Account Sharing - What's the Real Purpose?

IMHO, items listed in a IT security, data security or IT acceptable use policy must be enforceable. The "stick" might be another organizational policy, local, state, or federal laws. If a policy item isn't enforceable, then the policy is worthless.

This brings my discussion to a common policy item: account/credential sharing. Just about every acceptable use policy or standard has a line item that says something like "user accounts must not be shared". The reason for this is primarily to ensure accountability. We want to know WHO was using the account or credential. This makes perfect sense from just about any standpoint.

The first problem is that given most of the technologies that we have in place, we can't really enforce this. Suppose you come to me and say "we want to sanction this person for sharing their account". What evidence can we collect to support the allegation?

1. account login logs - this item tells us which account was used, when and IP address of the connecting machine.
   
2. video logs, room access logs, etc. - these items tell us if the person was physically present at the machine.
3. personal testimony - These are statements made by eyewitnesses, the accused individual or other individuals related to the case.

The problem with item #1 is that it only tells us what account was used not who used it. The problem with item #2 is that it can only identify who had physical access but not remote access to the target machine. Item #3 depends on someone actually observing the login by another person. Even two factor authentication methods can't give us the "who" part of the puzzle. If I lent you my ATM card (this is a theoretical discussion :-)) and gave you my PIN, the bank just knows that the account was accessed. Their control to gain additional info on the "who" is the video camera at the ATM.

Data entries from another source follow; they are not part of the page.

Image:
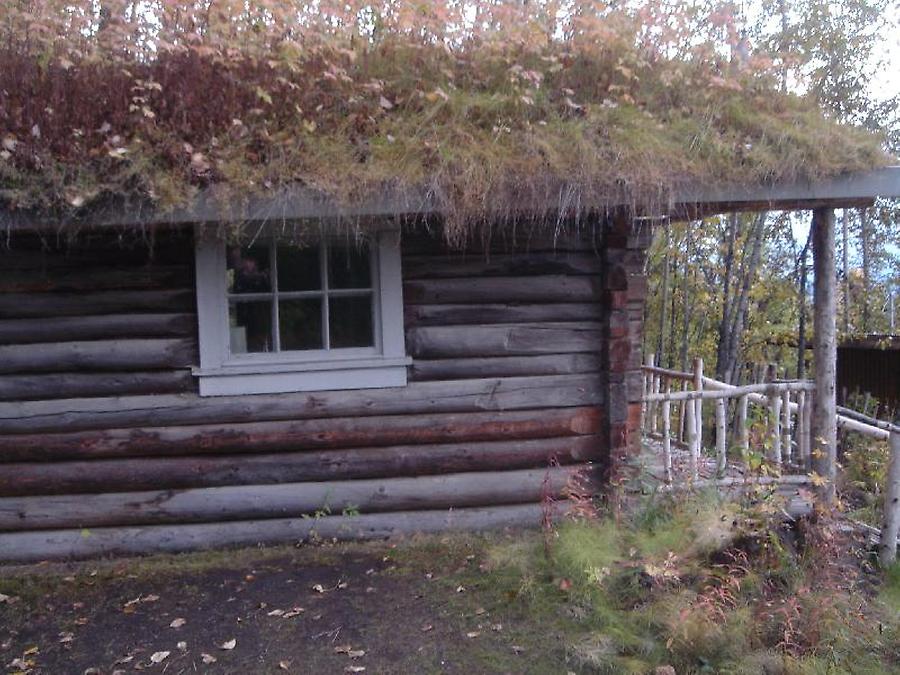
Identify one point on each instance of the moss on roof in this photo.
(486, 122)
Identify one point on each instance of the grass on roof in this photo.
(493, 127)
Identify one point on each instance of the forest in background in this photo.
(736, 289)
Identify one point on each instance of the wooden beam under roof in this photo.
(300, 203)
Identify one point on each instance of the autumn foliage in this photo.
(488, 105)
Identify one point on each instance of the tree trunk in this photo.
(846, 270)
(867, 289)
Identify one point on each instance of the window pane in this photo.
(350, 322)
(250, 325)
(299, 268)
(249, 269)
(348, 266)
(300, 324)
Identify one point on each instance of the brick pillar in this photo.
(625, 292)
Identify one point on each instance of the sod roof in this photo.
(487, 123)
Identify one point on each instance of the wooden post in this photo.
(807, 429)
(743, 430)
(654, 406)
(824, 422)
(693, 447)
(800, 426)
(890, 530)
(645, 389)
(786, 425)
(698, 404)
(721, 458)
(774, 417)
(667, 441)
(775, 414)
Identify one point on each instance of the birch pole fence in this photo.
(790, 408)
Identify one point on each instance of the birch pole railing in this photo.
(787, 402)
(789, 407)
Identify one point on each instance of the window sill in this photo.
(271, 378)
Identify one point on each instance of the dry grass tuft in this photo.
(493, 124)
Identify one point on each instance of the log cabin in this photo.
(165, 387)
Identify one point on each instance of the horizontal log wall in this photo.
(98, 315)
(507, 406)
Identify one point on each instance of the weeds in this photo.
(701, 586)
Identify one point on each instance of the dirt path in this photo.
(412, 608)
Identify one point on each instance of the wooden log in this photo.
(519, 241)
(698, 403)
(291, 500)
(721, 441)
(517, 393)
(95, 279)
(470, 266)
(786, 425)
(119, 326)
(824, 422)
(98, 355)
(311, 434)
(76, 544)
(436, 342)
(503, 289)
(693, 446)
(94, 254)
(70, 385)
(503, 366)
(492, 313)
(103, 475)
(752, 391)
(743, 429)
(802, 449)
(887, 553)
(807, 428)
(667, 441)
(26, 306)
(775, 417)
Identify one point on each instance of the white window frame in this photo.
(222, 373)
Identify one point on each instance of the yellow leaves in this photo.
(263, 95)
(437, 95)
(817, 480)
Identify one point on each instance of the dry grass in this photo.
(494, 130)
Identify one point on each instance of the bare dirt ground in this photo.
(415, 607)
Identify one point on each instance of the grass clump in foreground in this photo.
(701, 586)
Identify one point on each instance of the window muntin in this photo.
(283, 298)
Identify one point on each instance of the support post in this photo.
(824, 422)
(693, 447)
(888, 548)
(800, 426)
(743, 430)
(698, 404)
(667, 440)
(786, 425)
(721, 458)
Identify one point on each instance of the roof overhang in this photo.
(300, 203)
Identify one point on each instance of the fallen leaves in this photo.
(159, 657)
(132, 605)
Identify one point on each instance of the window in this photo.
(277, 317)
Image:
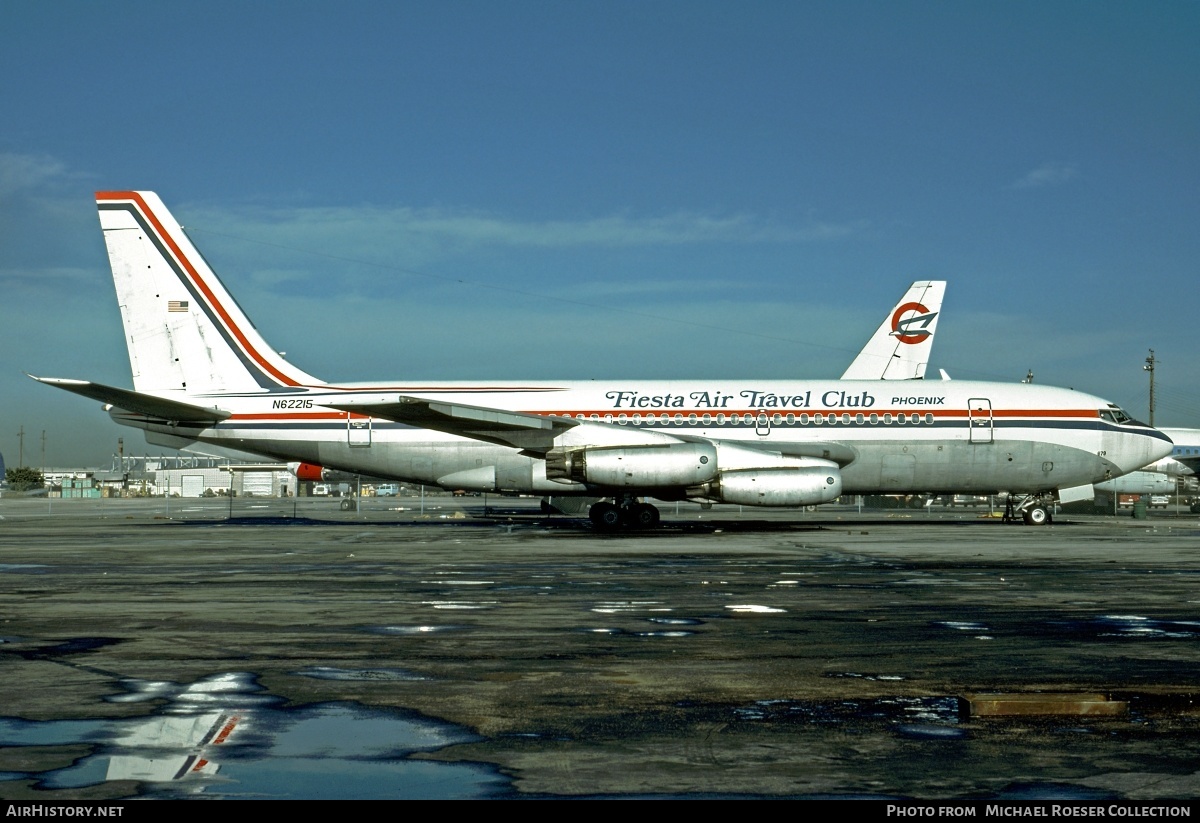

The second problem is that most IT sysadmin staffs violate this policy when it comes to Administrator or root access. Most IT shops have primary and backup sysadmins. They both know the Administrator or root passwords. Best practice dictates that you don't log into directly as "root", rather, you log in under your own userid and then "su" to root. This provides an extra layer of accountability. Remote "root" access is strongly discouraged because we don't know if the primary or secondary admin logged in as "root". We would expect to see a similar strategy employed in the Windows world although I suspect not.

So, as I've mentioned in previous posts, let's try and figure exactly why someone would share their account. Some possible reasons include:

1. The IT environment doesn't provide a mechanism for a particular business process (see an earlier blog entry). For example, an email system may not have the ability to share an email folder between a dept head and their assistants. The dept head is out of the office and gives the assistants the email password so they can read any important email sent. Another example might be the network doesn't have a mechanism to provide guest access to the net. A visitor needs access to the net and the person logs in under their userid.
2. The person just wants to let a buddy or family member get online.

Reason #2 seems to be the easiest to claim it's a violation. Reason #1 is a little harder to quantify. I've said before that the business process trumps security. Failure to support a business process will cause people to bypass a control in order to get the job done.

Yes, there are sectors (military, defense contractor, sensitive business, financial) where you can just terminate an employee for account sharing but care needs to be taken to ensure a "wrongful termination" suit can't be filed against you. Military and defense contractors have the easier time with this issue.

What's an enforceable item that will be effective and hopefully accomplish the original goal? A policy/standard statement that says "you are responsible for whatever originates from your account, system." is enforceable. In my previous ATM example, I'm responsible for the disposition of my ATM account.

Policy wonks want to have that "no account sharing" clause in a standard. You should have one to emphasize the spirit of proper account usage. You need to include an enforceable item in your policy that will be the "stick" used in a disciplinary hearing. User reponsibility for their account usage is the way to enforce the "principle" of not sharing accounts.

If our IT procedures can't support a business process, then we may create a situation where users have to share accounts in order to get their job done. Ultimately, this makes us more vulnerable.